Court upholds $135,000 fine for bakery owners who refused to make cake for gay couple
The Court of Appeals announced its decision Thursday to uphold a $135,000 fine issued to bakery owners who refused to make a cake for a lesbian couple.
Melissa and Aaron Klein had refused to bake a cake for Rachel Bowman-Cryer and her wife, Laurel, back in February 2013.
They ended up closing the store several months later due to backlash, but continued the business from home with the help of online donations.
Melissa Klein ended her online business as well.
"We lost everything we loved and worked so hard to build," said Melissa Klein. "I loved my shop. It meant everything to me and losing it has been so hard for me and my family."
The state ruled Sweet Cakes had discriminated against the lesbian couple, and in July 2015, Oregon Labor Commissioner Brad Avakian ordered the Kleins pay $135,000 for emotional damages suffered.
The Kleins have already paid the $135,000 in damages, but that money was held in a government escrow pending the appeal court's decision.
The Oregon Equality Act of 2007 says businesses cannot discriminate or refuse service based on sexual orientation - just as they cannot turn away customers because of their race, sex, disability, age, or religion.
In a statement, Cryer and Bowman applauded the court ruling saying, "All of us are equal under the law and should be treated equally. Oregon will not allow a 'Straight Couples Only' sign to be hung in bakeries or other stores."
Attorneys for the First Liberty Institute, which argued for the Kleins in front of the Oregon Court of Appeals last March, contend the bakery owners are being denied their First Amendment right to free speech and can't be forced under state law to endorse same-sex marriage by serving a same-sex couple.

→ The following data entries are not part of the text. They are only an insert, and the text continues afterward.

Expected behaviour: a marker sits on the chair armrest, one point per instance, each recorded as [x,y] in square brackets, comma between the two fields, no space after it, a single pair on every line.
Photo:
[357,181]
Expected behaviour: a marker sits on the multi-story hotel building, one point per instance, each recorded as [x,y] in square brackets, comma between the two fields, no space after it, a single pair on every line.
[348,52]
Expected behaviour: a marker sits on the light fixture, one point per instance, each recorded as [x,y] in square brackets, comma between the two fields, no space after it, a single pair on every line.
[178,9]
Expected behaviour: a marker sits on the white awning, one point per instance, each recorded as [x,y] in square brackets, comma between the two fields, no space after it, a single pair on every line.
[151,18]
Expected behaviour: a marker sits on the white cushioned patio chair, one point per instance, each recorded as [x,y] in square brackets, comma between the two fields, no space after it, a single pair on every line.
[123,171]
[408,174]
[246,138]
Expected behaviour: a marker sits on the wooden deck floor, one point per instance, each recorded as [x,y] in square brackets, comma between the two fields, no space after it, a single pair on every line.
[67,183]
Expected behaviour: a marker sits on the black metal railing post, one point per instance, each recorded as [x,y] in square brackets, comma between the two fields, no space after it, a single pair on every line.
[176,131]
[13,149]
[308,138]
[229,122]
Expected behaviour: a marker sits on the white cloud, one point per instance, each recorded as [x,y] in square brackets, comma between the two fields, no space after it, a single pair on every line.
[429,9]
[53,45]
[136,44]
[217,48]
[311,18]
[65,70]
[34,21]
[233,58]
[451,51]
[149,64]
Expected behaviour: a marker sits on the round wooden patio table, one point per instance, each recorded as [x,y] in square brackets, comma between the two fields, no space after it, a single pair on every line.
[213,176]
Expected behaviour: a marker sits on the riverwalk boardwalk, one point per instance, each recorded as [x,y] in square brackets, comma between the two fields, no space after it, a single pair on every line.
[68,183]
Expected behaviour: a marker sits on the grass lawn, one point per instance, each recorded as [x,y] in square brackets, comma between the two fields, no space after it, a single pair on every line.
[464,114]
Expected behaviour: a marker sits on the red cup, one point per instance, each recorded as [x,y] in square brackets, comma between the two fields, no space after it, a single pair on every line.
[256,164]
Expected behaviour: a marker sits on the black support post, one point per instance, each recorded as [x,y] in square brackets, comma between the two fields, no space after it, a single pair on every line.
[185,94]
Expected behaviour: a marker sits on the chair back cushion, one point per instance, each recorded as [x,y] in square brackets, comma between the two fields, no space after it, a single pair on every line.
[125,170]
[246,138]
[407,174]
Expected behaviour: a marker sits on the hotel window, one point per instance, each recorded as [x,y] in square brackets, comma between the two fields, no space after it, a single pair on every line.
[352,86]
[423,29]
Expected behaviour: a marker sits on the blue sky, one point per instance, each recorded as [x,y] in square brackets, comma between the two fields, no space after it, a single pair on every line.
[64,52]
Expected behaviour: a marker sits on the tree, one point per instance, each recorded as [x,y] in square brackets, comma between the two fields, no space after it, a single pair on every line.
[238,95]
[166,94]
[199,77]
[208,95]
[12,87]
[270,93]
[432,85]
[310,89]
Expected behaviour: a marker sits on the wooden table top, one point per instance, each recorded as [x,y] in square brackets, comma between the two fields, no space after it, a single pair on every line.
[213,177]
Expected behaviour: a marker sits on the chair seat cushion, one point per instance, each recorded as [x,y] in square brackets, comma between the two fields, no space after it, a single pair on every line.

"We believe that freedom of expression for ourselves means freedom of expression for others," said Mike Berry, a First Liberty attorney, via Skype. "And what's unfortunate here is that a family and their business has been punished because of their religious beliefs. And that's not America. That's just flat out wrong."
The Kleins weren't available for comment Thursday. Their attorneys haven't decided yet whether they will appeal the court's decision to the Oregon Supreme Court. They have a month to decide whether to do so.
The U.S. Supreme Court heard arguments earlier this month in a similar case involving a bakery in Colorado. It's unclear how much impact a decision in that case might have in the case involving the Kleins.